Она впервые в жизни погладила лошадь. Она сидела вдвоем с Этель в каминном зале и слушала музыку. Она швыряла камешки в озеро; идя по траве, чувствовала тяжесть сапог, облепленных глиной. Она носила шляпу старшего брата Этель, который был в отъезде. Она загоняла в хлев овец. Она смеялась до слез, одевая мадам Булар к ужину. У нее перехватило дыхание от невозмутимости дворецкого, когда фальшивый бриллиант герцогини упал в тарелку с супом. Запасшись факелами, они с Этель ночью проникли в самолетный ангар, и потом до утра Кротихе снилось их приключение. С первыми лучами солнца она взобралась на вершину бука, карабкаясь по веткам, еще покрытым инеем. За завтраком ее ошеломил поток вопросов от обитателей Эверленда. Она даже немножко рассказала о себе:
— Я часто остаюсь одна. С кем не бывает.
Мэри дала ей с собой несколько сдобных булочек, сказав, что она может угостить родных:
— У вас же есть, наверное, братик или, ну я не знаю… возлюбленный. Ну конечно, возлюбленный…
И Мэри стала умолять девушку, чтобы та доверила ей свою любовную тайну. Ее любовную тайну! Кротихе даже сама мысль казалась невероятной.
— Вы только посмотрите на эту барышню! При таких-то локонах у вас должна быть куча кавалеров! — настаивала Мэри.
И она положила ей в сумку еще три булочки — так, на всякий случай.
Кротиха уже переступила порог, когда к ней подошла мадам Булар и вручила письмо для сына.
— Вы возвращаетесь в Париж. Не могли бы вы передать ему это лично в руки?

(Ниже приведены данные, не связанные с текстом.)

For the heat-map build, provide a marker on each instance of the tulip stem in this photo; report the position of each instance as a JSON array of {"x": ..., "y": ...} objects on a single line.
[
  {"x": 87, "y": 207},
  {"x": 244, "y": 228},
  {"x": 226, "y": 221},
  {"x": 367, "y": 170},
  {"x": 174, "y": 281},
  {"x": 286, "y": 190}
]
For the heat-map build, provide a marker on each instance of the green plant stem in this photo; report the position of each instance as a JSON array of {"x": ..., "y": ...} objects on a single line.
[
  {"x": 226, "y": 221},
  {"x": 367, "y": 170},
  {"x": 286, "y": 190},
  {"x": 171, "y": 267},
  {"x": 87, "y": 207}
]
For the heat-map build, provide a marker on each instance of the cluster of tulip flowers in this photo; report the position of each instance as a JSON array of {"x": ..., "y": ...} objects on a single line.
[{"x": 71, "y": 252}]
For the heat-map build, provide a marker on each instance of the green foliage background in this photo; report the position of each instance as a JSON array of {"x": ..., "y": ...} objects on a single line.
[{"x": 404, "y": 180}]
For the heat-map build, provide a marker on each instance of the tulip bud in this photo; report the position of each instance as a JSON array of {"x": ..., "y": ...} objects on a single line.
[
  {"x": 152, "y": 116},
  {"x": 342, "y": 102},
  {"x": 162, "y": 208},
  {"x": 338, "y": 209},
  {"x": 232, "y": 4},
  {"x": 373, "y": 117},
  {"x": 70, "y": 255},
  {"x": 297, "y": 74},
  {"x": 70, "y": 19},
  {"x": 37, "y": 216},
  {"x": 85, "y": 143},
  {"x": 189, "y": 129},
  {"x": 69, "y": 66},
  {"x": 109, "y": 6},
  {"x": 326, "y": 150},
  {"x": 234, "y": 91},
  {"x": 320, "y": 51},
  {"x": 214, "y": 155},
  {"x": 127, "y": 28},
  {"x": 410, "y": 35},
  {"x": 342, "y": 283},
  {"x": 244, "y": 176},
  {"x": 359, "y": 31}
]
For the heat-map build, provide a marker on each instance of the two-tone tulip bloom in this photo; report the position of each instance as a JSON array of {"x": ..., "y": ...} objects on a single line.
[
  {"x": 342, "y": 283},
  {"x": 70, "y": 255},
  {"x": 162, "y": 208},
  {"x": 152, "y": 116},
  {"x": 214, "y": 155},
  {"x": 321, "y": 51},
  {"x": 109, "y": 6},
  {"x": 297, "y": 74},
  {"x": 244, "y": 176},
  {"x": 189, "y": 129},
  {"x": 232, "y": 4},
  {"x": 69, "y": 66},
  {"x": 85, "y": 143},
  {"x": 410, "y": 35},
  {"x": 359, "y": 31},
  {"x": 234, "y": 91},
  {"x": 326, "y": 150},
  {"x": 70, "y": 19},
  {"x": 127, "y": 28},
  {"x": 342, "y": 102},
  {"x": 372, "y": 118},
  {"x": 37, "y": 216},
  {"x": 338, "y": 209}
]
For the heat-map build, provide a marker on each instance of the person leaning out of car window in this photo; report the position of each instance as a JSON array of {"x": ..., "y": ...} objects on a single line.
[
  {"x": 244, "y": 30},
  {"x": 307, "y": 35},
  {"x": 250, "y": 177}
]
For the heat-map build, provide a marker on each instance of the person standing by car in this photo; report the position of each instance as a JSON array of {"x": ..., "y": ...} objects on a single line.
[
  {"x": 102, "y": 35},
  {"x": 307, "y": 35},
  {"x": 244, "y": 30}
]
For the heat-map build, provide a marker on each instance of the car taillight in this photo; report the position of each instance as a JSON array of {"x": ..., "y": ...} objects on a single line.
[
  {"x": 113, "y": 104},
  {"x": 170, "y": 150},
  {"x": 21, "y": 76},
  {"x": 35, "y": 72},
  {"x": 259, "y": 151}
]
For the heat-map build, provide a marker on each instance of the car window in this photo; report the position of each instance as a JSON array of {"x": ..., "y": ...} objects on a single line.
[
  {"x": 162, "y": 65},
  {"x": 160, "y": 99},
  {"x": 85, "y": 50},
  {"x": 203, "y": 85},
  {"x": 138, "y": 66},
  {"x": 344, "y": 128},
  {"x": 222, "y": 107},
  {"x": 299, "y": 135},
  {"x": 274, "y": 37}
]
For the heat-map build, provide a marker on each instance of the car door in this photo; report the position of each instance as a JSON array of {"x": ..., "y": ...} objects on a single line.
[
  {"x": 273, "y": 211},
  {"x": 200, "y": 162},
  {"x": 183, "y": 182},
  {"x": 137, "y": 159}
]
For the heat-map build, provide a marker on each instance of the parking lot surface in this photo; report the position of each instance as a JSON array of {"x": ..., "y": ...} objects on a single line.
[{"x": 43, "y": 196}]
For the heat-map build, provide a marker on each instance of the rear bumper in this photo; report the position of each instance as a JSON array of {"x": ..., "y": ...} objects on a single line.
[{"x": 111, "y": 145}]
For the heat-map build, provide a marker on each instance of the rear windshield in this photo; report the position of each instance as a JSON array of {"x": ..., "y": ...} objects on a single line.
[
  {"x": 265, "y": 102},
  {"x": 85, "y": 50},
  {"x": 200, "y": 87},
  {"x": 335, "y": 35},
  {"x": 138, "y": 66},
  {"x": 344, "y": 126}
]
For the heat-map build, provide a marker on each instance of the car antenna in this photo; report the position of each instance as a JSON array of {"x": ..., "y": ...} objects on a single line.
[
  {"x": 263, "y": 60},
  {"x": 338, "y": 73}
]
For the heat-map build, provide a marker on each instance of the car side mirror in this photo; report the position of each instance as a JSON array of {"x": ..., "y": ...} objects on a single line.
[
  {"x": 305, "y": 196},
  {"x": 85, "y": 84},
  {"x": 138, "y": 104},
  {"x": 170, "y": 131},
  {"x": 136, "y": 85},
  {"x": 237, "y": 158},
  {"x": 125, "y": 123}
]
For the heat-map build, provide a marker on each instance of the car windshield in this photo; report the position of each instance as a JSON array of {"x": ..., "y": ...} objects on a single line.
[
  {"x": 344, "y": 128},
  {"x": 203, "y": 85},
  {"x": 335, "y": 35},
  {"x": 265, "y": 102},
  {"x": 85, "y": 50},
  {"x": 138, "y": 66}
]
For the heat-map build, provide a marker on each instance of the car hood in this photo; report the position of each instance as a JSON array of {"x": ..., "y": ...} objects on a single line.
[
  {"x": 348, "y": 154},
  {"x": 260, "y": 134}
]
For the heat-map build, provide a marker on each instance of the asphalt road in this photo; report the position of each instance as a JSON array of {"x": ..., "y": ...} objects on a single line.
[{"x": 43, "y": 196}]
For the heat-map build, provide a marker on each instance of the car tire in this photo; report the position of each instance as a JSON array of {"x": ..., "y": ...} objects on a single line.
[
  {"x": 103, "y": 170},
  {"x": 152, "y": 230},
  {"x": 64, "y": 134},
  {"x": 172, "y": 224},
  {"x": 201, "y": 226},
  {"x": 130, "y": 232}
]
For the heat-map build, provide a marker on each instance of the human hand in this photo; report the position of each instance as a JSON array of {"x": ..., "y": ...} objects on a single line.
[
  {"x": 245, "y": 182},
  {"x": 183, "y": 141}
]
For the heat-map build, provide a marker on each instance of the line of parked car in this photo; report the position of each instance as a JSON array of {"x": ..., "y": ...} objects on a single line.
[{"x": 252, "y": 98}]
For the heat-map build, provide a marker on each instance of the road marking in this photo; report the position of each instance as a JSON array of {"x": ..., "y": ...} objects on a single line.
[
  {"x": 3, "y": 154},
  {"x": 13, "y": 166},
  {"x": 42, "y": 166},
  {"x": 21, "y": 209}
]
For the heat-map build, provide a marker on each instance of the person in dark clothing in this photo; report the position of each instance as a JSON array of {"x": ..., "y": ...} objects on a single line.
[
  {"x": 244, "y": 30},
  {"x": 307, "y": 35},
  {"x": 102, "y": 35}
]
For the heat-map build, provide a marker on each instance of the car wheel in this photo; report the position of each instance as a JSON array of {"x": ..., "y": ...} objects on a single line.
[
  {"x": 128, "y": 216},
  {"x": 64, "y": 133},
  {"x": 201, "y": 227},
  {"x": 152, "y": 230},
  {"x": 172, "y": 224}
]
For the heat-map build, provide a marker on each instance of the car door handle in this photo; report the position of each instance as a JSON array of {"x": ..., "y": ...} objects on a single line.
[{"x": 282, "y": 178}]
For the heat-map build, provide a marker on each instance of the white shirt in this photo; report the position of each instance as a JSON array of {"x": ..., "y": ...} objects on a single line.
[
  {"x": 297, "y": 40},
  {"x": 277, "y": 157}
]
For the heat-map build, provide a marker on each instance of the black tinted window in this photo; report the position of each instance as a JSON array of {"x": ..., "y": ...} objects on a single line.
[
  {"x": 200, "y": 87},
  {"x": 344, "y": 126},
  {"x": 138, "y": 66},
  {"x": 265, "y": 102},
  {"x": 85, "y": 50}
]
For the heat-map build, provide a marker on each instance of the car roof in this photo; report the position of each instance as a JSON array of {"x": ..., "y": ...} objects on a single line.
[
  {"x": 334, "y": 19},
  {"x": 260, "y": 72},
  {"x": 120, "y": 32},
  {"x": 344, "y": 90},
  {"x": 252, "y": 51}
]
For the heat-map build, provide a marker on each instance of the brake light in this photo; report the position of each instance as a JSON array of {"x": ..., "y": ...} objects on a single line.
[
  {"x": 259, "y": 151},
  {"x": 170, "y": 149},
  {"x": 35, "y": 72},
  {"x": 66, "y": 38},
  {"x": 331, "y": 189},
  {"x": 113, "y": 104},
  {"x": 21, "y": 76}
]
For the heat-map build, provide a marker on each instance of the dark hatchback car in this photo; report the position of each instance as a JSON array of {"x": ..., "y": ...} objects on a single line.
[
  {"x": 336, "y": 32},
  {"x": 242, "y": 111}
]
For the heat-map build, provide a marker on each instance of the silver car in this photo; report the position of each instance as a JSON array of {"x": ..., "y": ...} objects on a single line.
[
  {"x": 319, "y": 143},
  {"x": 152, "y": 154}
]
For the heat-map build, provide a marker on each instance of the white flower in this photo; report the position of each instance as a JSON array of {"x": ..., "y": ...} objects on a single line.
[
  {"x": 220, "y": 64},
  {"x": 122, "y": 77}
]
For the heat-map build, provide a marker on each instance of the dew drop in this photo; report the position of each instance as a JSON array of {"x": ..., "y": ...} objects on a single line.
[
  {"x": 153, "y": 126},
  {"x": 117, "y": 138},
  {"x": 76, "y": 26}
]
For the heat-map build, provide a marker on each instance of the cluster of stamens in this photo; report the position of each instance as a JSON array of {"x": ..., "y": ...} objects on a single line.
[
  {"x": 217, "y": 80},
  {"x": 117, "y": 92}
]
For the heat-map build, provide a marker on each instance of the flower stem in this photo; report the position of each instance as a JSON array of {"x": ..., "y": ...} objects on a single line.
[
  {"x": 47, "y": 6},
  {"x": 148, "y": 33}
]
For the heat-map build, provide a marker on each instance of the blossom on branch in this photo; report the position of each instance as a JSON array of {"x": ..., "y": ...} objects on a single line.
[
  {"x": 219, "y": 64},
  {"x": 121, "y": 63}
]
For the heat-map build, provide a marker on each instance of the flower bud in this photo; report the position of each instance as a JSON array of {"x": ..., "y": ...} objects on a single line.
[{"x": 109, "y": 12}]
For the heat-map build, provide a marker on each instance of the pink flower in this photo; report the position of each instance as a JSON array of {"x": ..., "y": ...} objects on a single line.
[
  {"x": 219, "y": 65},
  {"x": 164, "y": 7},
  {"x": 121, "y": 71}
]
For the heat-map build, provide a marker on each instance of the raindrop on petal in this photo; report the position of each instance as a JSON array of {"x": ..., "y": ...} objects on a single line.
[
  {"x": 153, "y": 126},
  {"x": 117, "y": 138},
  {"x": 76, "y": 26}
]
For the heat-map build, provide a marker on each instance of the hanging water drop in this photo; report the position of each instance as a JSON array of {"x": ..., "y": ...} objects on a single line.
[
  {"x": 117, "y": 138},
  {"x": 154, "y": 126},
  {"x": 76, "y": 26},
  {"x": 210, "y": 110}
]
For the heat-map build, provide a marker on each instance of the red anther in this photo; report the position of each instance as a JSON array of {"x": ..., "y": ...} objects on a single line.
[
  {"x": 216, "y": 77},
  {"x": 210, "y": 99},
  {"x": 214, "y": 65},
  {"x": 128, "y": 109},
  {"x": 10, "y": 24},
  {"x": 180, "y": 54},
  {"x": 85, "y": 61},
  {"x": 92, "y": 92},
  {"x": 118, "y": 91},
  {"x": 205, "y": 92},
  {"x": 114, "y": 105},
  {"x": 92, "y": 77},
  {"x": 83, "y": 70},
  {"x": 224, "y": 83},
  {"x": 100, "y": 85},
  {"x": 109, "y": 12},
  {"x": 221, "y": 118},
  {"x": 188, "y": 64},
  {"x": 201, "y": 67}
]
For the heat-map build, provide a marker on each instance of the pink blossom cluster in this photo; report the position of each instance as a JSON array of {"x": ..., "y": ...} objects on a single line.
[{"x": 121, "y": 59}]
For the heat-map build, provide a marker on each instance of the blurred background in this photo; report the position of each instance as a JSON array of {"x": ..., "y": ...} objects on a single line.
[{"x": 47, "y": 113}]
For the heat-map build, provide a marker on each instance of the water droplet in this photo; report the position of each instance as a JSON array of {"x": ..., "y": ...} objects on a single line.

И поцеловала Кротиху в лоб.
Этель ждала, сидя за рулем автомобиля.
Когда они выехали на дорогу, ведущую в порт, Этель попросила Кротиху аккуратно распечатать конверт и прочитать письмо.
— Зачем?
— Так будет лучше. Я не хочу, чтобы ее путешествие оказалось бесполезным.
В письме не должно было быть ни единого намека на то место, где сейчас находилась мадам Булар. Кротиха прочитала его, повысив голос, чтобы перекрыть шум мотора. Это послание успокоило и растрогало девушек. Оно содержало множество рекомендаций и напоминало письмо матери к сыну в летний лагерь, с наказом хорошо кушать и не давать себя в обиду.
Кротиха смотрела на темные воды Сены. Что теперь делать? В конце лета исчез Влад-стервятник. Он где-то прятался. Укрывшийся в своей крепости Булар уже наверняка снабдил портретом преступника каждого французского полицейского.
Андрей пропал еще раньше. Жизнь Кротихи утратила всякий смысл.
Кротам нужно очень мало воздуха, очень мало света и свободного пространства. Они живут в одиночестве одиннадцать месяцев в году, не знают солнечного тепла, передвигаются бесшумно. Но даже им надо для чего-то жить.
Мадемуазель вошла в проходную автомобильного завода. С ней было трое детей — Костя, Зоя и Сетанка.
— Я хочу поговорить с Иваном Ивановичем Улановым.
— Зачем?
— Со мной его дети.
— Он там, дальше, в сварочном цеху. Но не ходите к нему с детьми.
Она усадила их на скамейку.
— Подождите меня здесь.
Зоя взяла Сетанку за руку. Костя, сидя рядом, играл палочкой.
Мадемуазель прошла через несколько цехов, где автомобили стояли рядами, как буханки на противне. Механики смотрели ей вслед. В последнем цеху она увидела отца Андрея. Весь в копоти, он лежал под ревущим двигателем. Мадемуазель окликнула его.
Он не сразу ее услышал. Рядом с ним двое мужчин сваривали какие-то железные детали. Механик встал и подошел к ней, вытирая руки.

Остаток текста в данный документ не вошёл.